These startups aim to improve education in rural areas
Education is one of the biggest sectors in India where startups can emerge and create an impact.
According to India's 2011 census data, there are approximately 99 million children in the three-six years age group. While the government runs ‘anganwadis’ to provide pre-school education to over 35 million children, most of these lack basic infrastructure and have severe manpower issues resulting in only 31 percent of children attending these centres regularly.
Private organisations in the pre-school segment are largely unaffordable for low-income communities with fees ranging anywhere between Rs 24,000 and Rs 1,50,000 annually.
According to the Annual Status of Education Report (ASER)-Rural, 2017 study, 86 percent of youth in 14-18 age group are still within the formal education system. Yet, a substantial proportion of them are also working (42 percent), mostly in agriculture or household chores.
The poor quality of education, teaching techniques and lack of proper infrastructure and facilities among others are the reasons why education in rural areas still lag behind.
Here is a list of startups that are striving to improve this situation and bridge the gap between rural and urban education.
1. Learning Delight
Harshal Gohil and Vandan Kamdar started Learning Delight in 2010 to provide digital learning tools such as riddles, quiz, animation, etc that aid teachers, and help engage students in rural areas. Based in Rajkot, Gujarat, Learning Delight is currently functional in over 4,400 rural government schools spread over nine districts of Gujarat. Learning Delight selects schools with the government-run Computer Aided Learning programme, and installs the software incorporated with e-books and multimedia components in those schools. During installation, they train teachers on how to operate the software. Initially bootstrapped, they started getting funds from various organisations later on.
2. Hippocampus Learning Centres
Bengaluru-based Hippocampus Learning Centres (HLC) was founded by Umesh Malhotra in 2010 with the idea of opening pre-primary schools in the Tier IV towns. Umesh today runs around 300 primary school centres with 700 teachers in Karnataka alone, benefiting over 11,000 children. The startup recruits, trains, and manages a network of teachers in rented village centres, and charges an affordable monthly fee for quality educational services based on international best practices. HLC has raised a total of $21 million from multiple investors.
3. Sudiksha Knowledge Solutions
Sudiksha Knowledge Solutions, based in Hyderabad, aims at providing affordable and accessible pre-school education and improving the overall quality of educational standards at both urban and rural levels. Established in 2011, Sudiksha presently owns and manages 21 preschools in and around Hyderabad that are managed by local women entrepreneurs. Founded by Hyderabad based Naveen Kumar and Nimisha Mittal, Sudiksha Knowledge Systems has raised $285,000 from multiple investors such as Pearson and VilCap Investment.

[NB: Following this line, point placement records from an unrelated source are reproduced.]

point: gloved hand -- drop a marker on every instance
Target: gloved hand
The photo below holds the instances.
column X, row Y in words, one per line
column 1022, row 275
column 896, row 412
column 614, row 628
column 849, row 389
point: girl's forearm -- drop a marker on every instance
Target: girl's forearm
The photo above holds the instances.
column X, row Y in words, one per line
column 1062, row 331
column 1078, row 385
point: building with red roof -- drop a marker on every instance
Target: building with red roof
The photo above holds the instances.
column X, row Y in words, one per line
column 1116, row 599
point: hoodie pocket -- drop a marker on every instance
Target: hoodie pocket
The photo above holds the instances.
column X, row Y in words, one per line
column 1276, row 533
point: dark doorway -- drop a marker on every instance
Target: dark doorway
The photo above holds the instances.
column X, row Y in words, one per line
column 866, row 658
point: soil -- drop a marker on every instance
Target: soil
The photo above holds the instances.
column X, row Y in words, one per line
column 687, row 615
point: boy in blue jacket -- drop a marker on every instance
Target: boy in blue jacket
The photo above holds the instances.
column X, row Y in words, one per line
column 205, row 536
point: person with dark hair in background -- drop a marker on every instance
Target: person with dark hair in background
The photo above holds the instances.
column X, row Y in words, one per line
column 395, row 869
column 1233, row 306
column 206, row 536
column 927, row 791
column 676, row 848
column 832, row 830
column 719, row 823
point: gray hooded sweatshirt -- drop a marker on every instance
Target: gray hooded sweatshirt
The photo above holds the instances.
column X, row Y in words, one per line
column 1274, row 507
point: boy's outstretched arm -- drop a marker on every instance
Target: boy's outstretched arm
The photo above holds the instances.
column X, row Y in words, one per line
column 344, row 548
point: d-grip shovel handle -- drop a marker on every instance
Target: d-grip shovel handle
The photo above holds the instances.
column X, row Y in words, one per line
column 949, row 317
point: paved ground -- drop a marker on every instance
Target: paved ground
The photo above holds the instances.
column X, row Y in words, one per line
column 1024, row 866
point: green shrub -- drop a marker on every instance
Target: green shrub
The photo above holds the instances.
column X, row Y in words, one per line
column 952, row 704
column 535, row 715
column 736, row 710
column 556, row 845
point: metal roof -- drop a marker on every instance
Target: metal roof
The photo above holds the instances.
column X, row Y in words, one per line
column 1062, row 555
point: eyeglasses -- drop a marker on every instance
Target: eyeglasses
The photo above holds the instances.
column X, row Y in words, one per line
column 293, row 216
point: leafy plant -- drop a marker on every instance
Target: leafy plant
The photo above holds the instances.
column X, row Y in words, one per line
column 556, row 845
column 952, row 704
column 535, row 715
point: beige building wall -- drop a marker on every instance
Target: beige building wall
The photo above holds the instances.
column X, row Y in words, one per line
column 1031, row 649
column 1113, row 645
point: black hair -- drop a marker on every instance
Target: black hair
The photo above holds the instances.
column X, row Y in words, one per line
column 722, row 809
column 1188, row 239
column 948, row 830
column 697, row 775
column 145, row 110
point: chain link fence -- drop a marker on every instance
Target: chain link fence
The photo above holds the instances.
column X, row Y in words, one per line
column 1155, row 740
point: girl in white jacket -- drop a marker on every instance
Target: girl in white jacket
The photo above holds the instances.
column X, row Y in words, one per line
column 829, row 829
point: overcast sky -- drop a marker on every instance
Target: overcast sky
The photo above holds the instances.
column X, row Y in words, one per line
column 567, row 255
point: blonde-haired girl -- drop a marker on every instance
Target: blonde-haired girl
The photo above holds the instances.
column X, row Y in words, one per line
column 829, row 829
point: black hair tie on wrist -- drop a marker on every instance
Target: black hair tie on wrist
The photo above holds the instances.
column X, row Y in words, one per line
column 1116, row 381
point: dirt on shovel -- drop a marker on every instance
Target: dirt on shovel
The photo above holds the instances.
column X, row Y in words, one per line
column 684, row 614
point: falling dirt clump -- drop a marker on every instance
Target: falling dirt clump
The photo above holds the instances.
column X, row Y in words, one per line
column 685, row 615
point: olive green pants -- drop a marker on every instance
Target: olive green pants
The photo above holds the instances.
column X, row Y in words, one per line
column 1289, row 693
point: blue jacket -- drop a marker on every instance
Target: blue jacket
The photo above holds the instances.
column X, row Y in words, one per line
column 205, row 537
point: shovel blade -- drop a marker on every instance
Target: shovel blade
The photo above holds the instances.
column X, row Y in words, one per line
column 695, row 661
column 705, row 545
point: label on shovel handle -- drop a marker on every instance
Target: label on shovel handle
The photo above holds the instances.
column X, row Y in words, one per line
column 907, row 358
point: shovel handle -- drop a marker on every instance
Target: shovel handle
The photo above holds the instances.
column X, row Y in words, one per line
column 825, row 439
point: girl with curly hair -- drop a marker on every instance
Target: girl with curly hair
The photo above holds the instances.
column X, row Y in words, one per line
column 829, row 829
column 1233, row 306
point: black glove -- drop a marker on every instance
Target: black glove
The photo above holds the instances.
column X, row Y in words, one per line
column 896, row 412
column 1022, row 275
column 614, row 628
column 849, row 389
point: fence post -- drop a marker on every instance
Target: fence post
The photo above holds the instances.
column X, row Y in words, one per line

4. Paathshala Learning Solutions
The brainchild of Rajib Choudhary and Sonal Seth, Paathshala is a technology-led consulting organisation that began operations in 2012. Paathshala focuses on inculcating various value education, competency development and life skills programmes among children of different age groups. Based in Pune, it aims to address three basic needs in the education sector - need for value education in schools, need for improving employability and professional skills in college students, and the need for improving teacher quality. To cater to these needs, Paathshala has designed, developed and introduced a slew of programmes such as life skill development programme, yoga, experimental learning, etc.
Chennai-based Classle’s mission is to bridge the gap between learners and educators; employers and skilled people. This eliminates barriers of logistics, time, language, and technological reach. Bootstrapped and founded in 2009, Classle is an online social learning platform, which later included mobile services to students in the rural parts of India. Started by V Vaidhyanathan, Classle has a two-faced model. One side has individual student users while the other side has customers who are potential employers of these students. Currently, Classle has over two lakh registered users over 100 partner colleges in their network. It has also received angel funding from Chennai Angels.